Pour étayer son discours, l’autorité morale de la plateforme politique, Front Commun pour le Congo critique l’opulence excessive et l’absence de respect des engagements de la classe politique au pouvoir, qui ont rendu le pays vulnérable.
« Plus grave, le repli identitaire, dangereux pour l’édification nationale, a refait surface, accompagné de ses vieux démons d’intolérance et de division. Cela est non seulement toléré, mais aussi encouragé et financé par ceux qui détiennent le pouvoir », martèle-t-il.

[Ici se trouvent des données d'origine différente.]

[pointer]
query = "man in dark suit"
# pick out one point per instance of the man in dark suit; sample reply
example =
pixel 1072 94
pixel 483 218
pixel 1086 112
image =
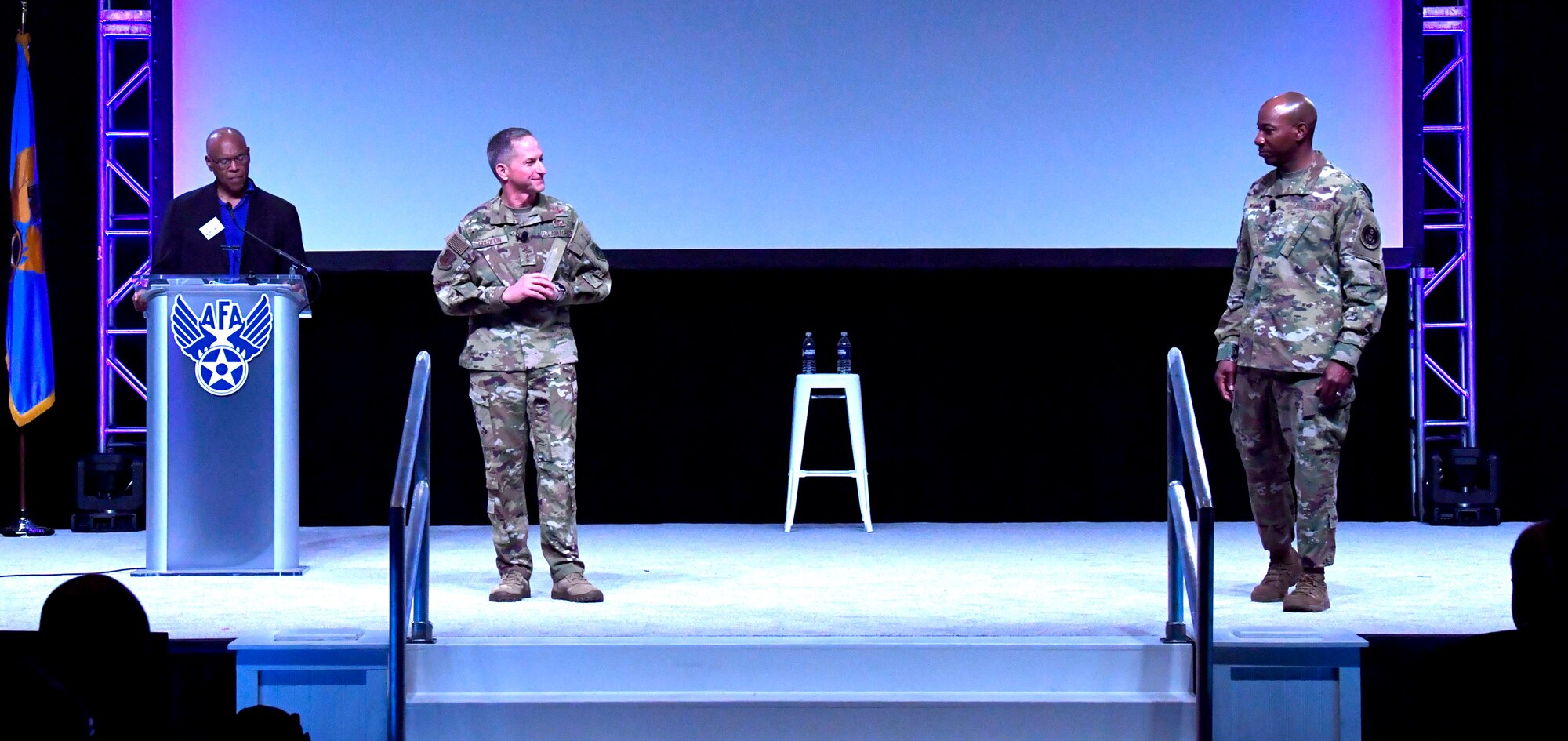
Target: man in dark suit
pixel 206 228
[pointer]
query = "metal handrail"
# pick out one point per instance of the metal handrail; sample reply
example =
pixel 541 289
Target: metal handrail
pixel 408 536
pixel 1189 558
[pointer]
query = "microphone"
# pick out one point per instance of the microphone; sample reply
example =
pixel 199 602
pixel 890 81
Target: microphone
pixel 291 258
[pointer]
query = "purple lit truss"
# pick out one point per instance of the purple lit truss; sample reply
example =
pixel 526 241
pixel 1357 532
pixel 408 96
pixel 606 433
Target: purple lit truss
pixel 125 216
pixel 1445 413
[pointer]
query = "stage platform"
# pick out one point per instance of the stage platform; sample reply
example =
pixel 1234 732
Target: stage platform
pixel 822 579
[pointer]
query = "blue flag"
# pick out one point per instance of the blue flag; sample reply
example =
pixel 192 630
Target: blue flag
pixel 29 347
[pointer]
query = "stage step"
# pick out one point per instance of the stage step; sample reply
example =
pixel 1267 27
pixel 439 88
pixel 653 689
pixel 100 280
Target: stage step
pixel 800 688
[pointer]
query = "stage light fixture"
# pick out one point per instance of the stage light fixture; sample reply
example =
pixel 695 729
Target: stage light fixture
pixel 1462 487
pixel 111 489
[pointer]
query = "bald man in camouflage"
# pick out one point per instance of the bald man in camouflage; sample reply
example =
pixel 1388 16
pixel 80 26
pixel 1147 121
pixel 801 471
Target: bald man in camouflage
pixel 514 267
pixel 1307 296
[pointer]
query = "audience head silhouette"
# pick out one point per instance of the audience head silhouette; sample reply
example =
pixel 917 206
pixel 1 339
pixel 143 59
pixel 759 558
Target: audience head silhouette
pixel 93 605
pixel 266 722
pixel 1541 587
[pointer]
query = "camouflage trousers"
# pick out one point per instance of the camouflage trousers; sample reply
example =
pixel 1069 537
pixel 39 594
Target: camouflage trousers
pixel 518 412
pixel 1290 445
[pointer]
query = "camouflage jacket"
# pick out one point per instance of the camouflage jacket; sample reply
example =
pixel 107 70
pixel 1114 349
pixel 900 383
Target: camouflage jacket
pixel 492 250
pixel 1308 283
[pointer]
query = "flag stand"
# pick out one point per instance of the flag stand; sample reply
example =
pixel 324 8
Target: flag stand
pixel 24 528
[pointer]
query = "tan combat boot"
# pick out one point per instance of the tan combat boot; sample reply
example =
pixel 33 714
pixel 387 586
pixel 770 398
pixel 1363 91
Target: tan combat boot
pixel 1285 570
pixel 575 587
pixel 1310 595
pixel 514 586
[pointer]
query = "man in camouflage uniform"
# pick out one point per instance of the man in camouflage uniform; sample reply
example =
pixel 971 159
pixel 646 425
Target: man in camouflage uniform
pixel 514 267
pixel 1308 291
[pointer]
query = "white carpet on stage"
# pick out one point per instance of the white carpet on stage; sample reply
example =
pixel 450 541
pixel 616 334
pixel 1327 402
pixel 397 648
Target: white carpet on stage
pixel 822 579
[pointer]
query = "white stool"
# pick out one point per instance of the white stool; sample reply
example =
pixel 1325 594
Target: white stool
pixel 805 391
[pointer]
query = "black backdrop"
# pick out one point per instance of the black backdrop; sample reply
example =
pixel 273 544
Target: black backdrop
pixel 990 394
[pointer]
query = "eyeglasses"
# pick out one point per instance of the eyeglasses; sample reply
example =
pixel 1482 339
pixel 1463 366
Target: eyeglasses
pixel 223 164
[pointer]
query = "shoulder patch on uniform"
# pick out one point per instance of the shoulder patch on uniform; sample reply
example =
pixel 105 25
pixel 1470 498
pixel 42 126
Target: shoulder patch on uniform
pixel 459 245
pixel 1371 238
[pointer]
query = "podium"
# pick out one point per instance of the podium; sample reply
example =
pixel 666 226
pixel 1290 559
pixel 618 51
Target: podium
pixel 223 424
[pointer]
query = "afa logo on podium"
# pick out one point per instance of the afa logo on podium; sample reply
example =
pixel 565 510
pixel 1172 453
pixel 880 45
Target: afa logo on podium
pixel 222 341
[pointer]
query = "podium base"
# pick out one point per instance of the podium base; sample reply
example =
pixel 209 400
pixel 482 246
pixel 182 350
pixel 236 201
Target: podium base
pixel 223 572
pixel 104 521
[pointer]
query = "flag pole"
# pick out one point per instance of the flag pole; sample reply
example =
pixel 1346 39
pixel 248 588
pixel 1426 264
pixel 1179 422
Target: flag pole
pixel 24 528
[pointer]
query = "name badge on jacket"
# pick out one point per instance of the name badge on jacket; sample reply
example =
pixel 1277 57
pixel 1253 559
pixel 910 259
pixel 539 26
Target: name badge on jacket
pixel 211 228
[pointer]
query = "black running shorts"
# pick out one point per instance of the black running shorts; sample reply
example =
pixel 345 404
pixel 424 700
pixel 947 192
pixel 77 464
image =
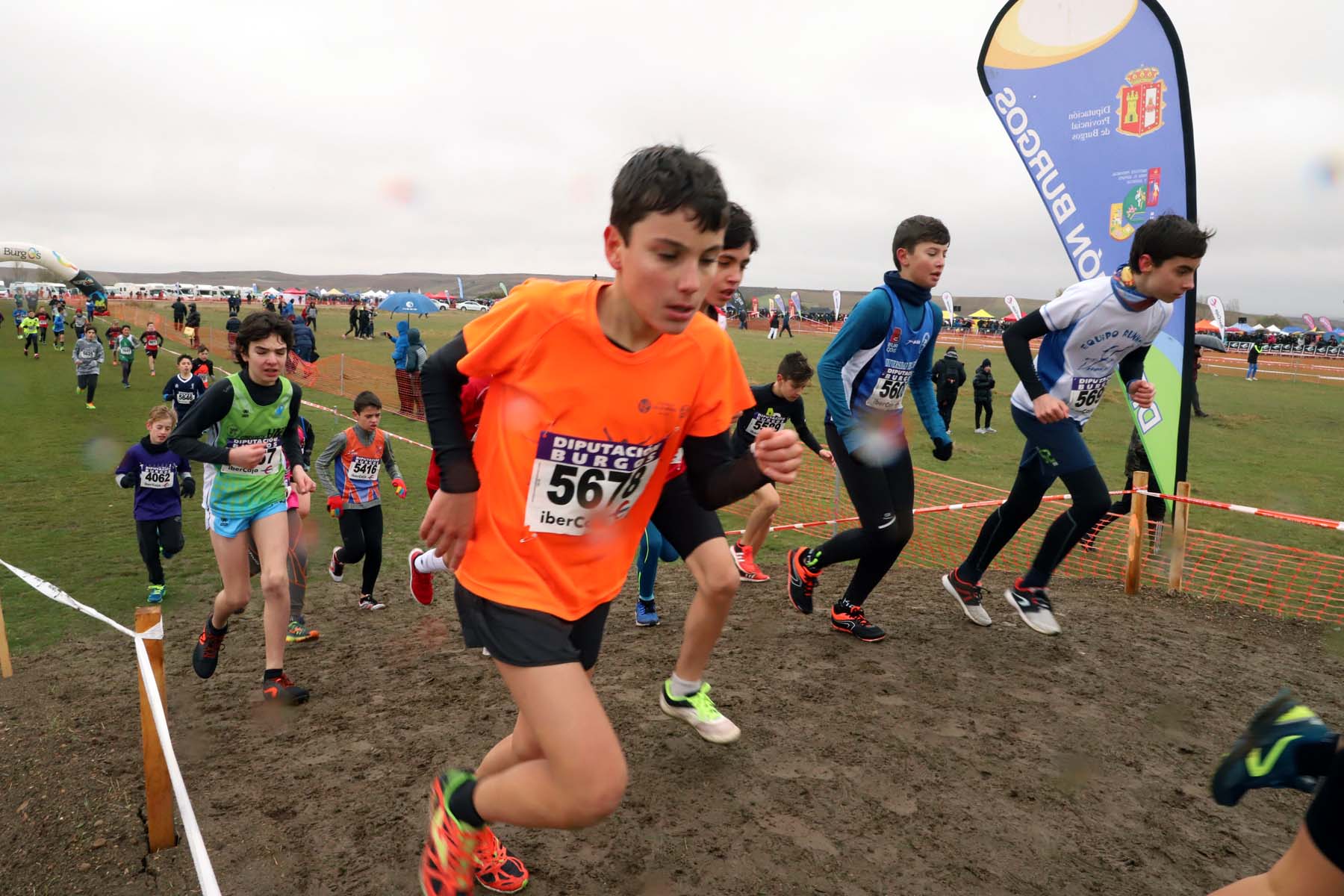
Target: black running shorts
pixel 682 520
pixel 520 637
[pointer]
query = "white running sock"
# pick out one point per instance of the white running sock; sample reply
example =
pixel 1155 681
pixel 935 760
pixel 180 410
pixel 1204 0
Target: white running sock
pixel 430 561
pixel 683 688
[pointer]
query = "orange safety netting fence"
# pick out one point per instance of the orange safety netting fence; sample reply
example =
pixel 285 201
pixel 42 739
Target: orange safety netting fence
pixel 1269 576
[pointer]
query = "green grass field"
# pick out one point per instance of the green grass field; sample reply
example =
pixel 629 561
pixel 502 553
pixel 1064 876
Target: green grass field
pixel 1268 444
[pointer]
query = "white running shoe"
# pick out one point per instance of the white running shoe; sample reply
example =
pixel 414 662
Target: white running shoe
pixel 700 714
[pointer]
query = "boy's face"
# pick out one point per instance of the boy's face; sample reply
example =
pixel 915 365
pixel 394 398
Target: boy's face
pixel 788 388
pixel 265 359
pixel 1167 281
pixel 159 430
pixel 922 265
pixel 727 277
pixel 665 267
pixel 369 418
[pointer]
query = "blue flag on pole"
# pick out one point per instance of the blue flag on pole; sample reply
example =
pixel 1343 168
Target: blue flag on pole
pixel 1095 99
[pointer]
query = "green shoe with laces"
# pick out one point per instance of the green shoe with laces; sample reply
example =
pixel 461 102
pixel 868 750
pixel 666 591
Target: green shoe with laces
pixel 700 714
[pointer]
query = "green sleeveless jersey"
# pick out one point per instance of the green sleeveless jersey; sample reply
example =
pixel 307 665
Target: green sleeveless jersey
pixel 233 492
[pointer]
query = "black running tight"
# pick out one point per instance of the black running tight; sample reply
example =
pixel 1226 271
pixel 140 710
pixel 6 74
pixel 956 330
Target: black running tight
pixel 362 538
pixel 1090 499
pixel 883 500
pixel 155 534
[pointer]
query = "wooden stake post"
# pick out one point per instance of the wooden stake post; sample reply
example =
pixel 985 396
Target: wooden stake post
pixel 6 669
pixel 1180 521
pixel 1137 532
pixel 158 786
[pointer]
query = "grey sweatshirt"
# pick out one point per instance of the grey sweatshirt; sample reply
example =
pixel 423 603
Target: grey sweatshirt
pixel 326 465
pixel 87 355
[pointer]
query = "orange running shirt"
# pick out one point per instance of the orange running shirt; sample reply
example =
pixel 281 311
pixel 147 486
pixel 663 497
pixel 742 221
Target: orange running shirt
pixel 576 441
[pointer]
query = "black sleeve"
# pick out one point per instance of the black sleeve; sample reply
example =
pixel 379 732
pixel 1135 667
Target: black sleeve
pixel 715 479
pixel 289 440
pixel 205 413
pixel 1018 347
pixel 441 388
pixel 800 425
pixel 1132 366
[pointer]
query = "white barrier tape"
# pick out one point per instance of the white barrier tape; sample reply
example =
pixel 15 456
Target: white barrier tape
pixel 196 844
pixel 60 597
pixel 205 871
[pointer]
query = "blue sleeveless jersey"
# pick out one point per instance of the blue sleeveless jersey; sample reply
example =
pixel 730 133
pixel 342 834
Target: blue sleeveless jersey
pixel 875 379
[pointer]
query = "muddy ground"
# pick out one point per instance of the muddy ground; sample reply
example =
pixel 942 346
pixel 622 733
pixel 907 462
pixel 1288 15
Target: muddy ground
pixel 947 759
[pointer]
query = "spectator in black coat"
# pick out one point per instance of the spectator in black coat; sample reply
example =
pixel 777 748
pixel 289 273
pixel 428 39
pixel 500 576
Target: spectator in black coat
pixel 949 375
pixel 983 388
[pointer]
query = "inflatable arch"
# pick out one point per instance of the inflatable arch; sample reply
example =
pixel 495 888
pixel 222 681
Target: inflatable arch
pixel 60 270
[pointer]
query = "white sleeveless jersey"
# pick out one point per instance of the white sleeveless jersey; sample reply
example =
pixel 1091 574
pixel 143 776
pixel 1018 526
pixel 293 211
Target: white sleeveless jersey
pixel 1092 328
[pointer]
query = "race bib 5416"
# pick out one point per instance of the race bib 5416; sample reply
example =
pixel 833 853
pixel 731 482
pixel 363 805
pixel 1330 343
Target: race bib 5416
pixel 579 482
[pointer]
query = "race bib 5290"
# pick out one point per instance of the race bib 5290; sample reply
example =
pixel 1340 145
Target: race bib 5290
pixel 578 482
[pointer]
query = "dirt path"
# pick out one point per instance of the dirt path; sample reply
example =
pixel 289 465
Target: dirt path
pixel 947 759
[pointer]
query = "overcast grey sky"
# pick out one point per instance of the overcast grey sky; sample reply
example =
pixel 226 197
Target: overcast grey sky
pixel 336 137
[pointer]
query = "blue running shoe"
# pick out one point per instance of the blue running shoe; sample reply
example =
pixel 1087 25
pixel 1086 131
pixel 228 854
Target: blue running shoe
pixel 645 615
pixel 1266 753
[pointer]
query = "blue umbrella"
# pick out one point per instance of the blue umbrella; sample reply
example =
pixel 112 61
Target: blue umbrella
pixel 408 304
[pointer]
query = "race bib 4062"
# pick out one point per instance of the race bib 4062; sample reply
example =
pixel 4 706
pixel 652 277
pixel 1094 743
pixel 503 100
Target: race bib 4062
pixel 577 482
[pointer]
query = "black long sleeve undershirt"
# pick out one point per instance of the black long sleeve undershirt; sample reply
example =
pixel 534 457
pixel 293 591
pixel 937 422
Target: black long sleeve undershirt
pixel 715 479
pixel 1018 347
pixel 214 406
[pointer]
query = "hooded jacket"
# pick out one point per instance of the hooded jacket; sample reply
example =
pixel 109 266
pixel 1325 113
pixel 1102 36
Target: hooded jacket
pixel 401 344
pixel 984 382
pixel 949 375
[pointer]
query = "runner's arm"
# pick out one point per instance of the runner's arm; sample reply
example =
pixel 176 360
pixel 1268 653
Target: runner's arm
pixel 327 461
pixel 715 479
pixel 865 328
pixel 441 388
pixel 289 438
pixel 1018 347
pixel 1132 366
pixel 205 413
pixel 389 461
pixel 921 383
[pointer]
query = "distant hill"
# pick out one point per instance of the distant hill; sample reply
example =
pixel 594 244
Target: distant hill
pixel 479 284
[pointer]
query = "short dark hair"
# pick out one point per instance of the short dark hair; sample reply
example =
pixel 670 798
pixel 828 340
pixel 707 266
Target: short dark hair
pixel 257 327
pixel 918 228
pixel 739 230
pixel 663 179
pixel 794 368
pixel 367 399
pixel 1167 237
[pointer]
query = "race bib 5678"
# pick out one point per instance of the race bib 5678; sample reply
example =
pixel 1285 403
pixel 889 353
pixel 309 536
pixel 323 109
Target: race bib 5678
pixel 577 482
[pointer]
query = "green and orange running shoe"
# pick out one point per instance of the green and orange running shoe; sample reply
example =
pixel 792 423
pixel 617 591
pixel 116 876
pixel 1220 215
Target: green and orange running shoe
pixel 448 862
pixel 497 869
pixel 1266 754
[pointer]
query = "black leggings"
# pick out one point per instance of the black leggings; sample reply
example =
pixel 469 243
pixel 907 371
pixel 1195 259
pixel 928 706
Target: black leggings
pixel 883 499
pixel 983 403
pixel 1092 501
pixel 87 382
pixel 155 534
pixel 362 538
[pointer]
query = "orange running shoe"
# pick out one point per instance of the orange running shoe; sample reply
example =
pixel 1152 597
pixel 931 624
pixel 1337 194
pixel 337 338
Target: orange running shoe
pixel 744 555
pixel 801 582
pixel 497 869
pixel 448 865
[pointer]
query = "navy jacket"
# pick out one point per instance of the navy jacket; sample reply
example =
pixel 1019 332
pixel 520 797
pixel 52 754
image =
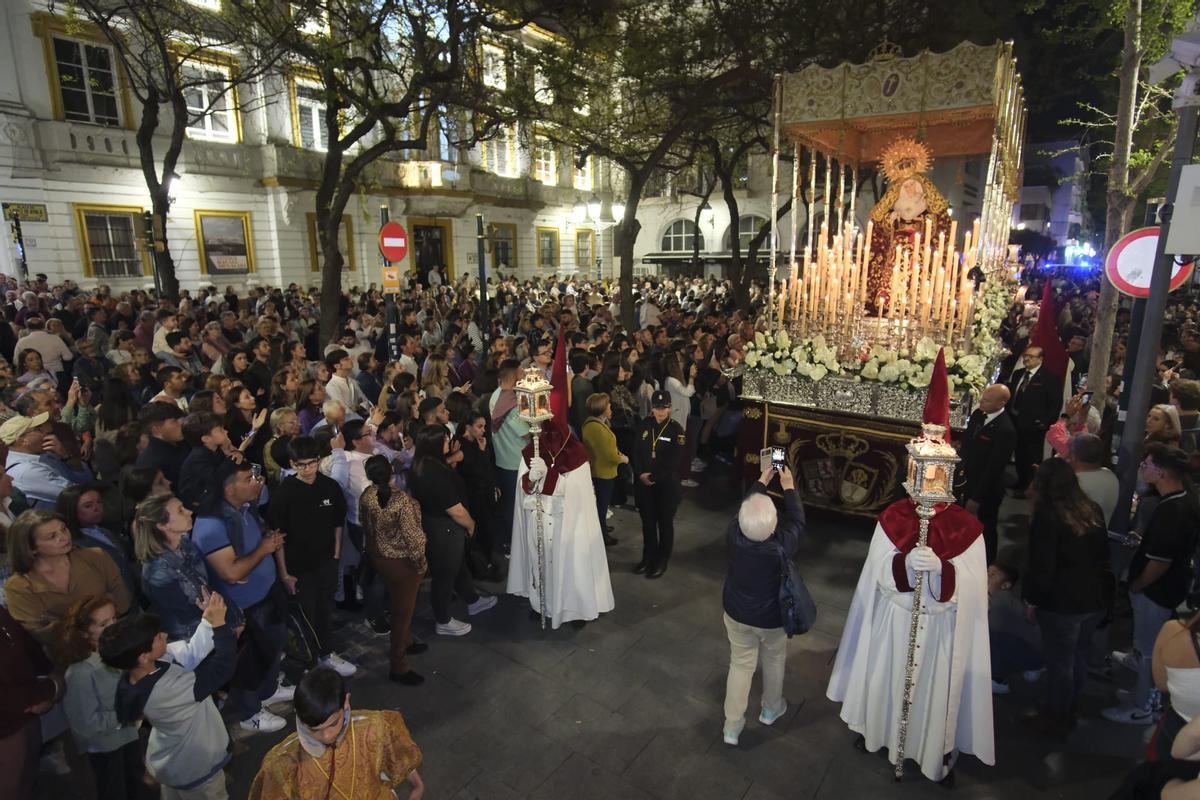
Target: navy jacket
pixel 751 582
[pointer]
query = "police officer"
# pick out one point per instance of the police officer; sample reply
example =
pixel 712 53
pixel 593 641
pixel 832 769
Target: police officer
pixel 660 445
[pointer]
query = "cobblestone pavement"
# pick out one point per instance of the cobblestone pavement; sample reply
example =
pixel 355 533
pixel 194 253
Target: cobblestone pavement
pixel 630 705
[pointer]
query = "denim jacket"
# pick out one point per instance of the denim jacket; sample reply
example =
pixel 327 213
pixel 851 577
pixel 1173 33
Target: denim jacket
pixel 173 581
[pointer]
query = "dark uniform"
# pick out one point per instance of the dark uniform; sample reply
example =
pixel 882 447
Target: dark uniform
pixel 659 450
pixel 987 447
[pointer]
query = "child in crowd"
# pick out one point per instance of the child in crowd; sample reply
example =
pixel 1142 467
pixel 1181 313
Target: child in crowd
pixel 189 745
pixel 1013 638
pixel 113 749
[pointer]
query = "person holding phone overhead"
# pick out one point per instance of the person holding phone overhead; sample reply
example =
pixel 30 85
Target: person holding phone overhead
pixel 660 445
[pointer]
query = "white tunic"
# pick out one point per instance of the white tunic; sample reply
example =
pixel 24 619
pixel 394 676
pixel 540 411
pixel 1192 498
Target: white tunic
pixel 576 564
pixel 952 686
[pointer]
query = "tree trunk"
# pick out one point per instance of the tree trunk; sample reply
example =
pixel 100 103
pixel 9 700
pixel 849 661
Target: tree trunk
pixel 163 263
pixel 624 240
pixel 1120 202
pixel 160 193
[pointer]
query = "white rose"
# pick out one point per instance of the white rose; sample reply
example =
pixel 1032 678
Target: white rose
pixel 927 349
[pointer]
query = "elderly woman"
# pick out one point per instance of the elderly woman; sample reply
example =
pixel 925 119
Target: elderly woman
pixel 49 573
pixel 754 620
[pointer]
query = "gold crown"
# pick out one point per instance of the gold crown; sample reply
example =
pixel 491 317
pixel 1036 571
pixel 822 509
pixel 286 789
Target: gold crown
pixel 846 445
pixel 885 50
pixel 905 157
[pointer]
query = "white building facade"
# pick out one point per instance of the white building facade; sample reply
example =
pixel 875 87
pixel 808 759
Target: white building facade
pixel 244 202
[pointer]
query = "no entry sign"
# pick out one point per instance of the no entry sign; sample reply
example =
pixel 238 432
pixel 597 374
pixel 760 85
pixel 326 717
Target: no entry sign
pixel 1131 263
pixel 394 241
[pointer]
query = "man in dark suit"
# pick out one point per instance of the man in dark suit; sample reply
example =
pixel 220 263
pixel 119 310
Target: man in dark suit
pixel 1037 400
pixel 987 446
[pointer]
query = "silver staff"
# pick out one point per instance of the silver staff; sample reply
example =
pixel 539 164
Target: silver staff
pixel 930 467
pixel 533 407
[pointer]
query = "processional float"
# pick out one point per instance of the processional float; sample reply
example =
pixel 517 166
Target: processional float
pixel 915 270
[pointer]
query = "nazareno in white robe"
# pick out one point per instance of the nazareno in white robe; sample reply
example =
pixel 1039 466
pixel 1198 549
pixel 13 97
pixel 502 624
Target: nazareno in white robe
pixel 576 563
pixel 952 686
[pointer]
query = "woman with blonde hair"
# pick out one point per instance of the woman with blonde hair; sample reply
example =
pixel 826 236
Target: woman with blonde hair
pixel 436 376
pixel 174 576
pixel 1163 425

Concernant la levée de son immunité et l’autorisation de poursuites judiciaires à son encontre, Kabila estime que le Parlement a abandonné son rôle de contre-pouvoir. Il ne serait plus le bastion de la démocratie, mais une simple chambre d’enregistrement des décisions d’un seul homme, allusion faite à Félix Tshisekedi.
Quant à la justice, garante des libertés publiques, elle a, selon lui, démissionné, se laissant instrumentaliser à des fins politiques.
« Aujourd’hui, elle est devenue un outil d’oppression d’une dictature qui tente de survivre par la terreur et l’imposition d’une pensée unique, partageant ce rôle peu enviable avec les milices tribales et les forces de sécurité, également détournées de leur mission de protection des citoyens », a-t-il conclu.